Namun, kondisi yang terjadi justru berbeda. Prabowo menyebut salah satu lembaga pemeringkat internasional, Standard & Poor's (S&P), tetap mempertahankan prospek ekonomi Indonesia pada level stable dengan status investment grade.
Bahkan, menurut Presiden, S&P menilai kebijakan pemerintah tersebut berpotensi meningkatkan penerimaan negara di masa mendatang.
"Kita tetap outlook stable, kita tetap punya rating investment grade," ujar Prabowo.
Percaya pada Fundamental Ekonomi Indonesia
Meski mengakui penilaian lembaga rating memiliki arti penting bagi dunia investasi, Prabowo menegaskan Indonesia tidak boleh kehilangan rasa percaya diri.
Ia menilai ukuran utama kekuatan bangsa bukan semata-mata berasal dari penilaian lembaga internasional, melainkan dari fundamental ekonomi yang dimiliki Indonesia sendiri.
"Bukan kita selalu harus puas dengan rating bangsa lain. Kita harus percaya kepada kekuatan kita sendiri. Kita percaya kepada fundamental kita sendiri," tegas Presiden dikutip Antara.
S&P Bertahan, Moody's dan Fitch Lebih Hati-hati
Dalam beberapa bulan terakhir, tiga lembaga pemeringkat utama dunia telah mengeluarkan penilaian terhadap prospek ekonomi Indonesia, yakni Moody's Ratings, Fitch Ratings, dan S&P Global Ratings.

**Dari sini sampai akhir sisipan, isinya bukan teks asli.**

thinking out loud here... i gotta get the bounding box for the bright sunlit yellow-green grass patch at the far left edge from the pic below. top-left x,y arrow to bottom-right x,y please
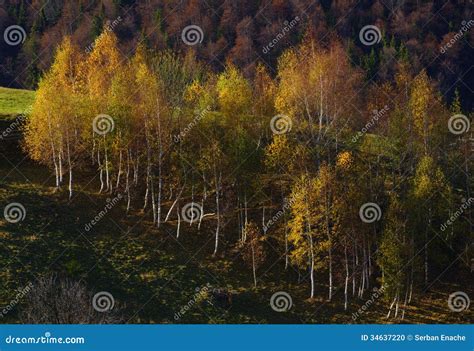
0,87 -> 35,118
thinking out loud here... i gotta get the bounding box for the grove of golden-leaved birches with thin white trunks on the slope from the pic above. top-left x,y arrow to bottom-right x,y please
23,31 -> 473,318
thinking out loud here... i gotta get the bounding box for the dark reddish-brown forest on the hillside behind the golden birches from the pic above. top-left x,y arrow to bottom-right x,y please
0,0 -> 474,109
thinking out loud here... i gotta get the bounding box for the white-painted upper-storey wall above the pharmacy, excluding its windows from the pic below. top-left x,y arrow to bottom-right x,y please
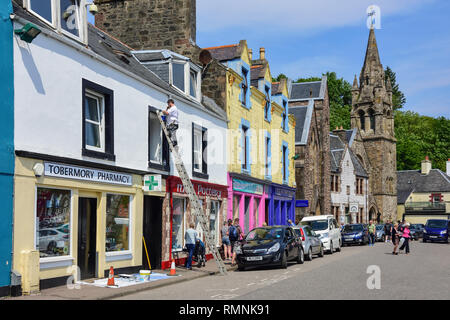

Di antara ketiganya, S&P mempertahankan outlook stabil dengan peringkat BBB/A-2. Penilaian tersebut didasarkan pada membaiknya penerimaan negara dan prospek ekspor Indonesia yang dinilai semakin positif.
Fokus Pemerintah Tetap pada Kebutuhan Dasar Rakyat
Bagi Prabowo, pemerintah tidak akan kehilangan fokus hanya karena dinamika penilaian lembaga rating global.
Ia menegaskan prioritas utama pemerintah tetap berada pada sektor-sektor yang langsung menyentuh kehidupan masyarakat, yakni ketahanan pangan, energi, dan pengelolaan sumber daya air.
Menurutnya, Indonesia memiliki modal besar untuk menjadi negara yang mandiri bahkan berpeluang menjadi salah satu lumbung pangan dunia apabila potensi tersebut dikelola dengan baik.
"Apapun yang terjadi, sekarang pangan kita aman, energi cukup kuat, air kita berlimpah. Tinggal bagaimana kita mengelolanya. Saya percaya Indonesia akan menjadi lumbung pangan dunia," kata Prabowo.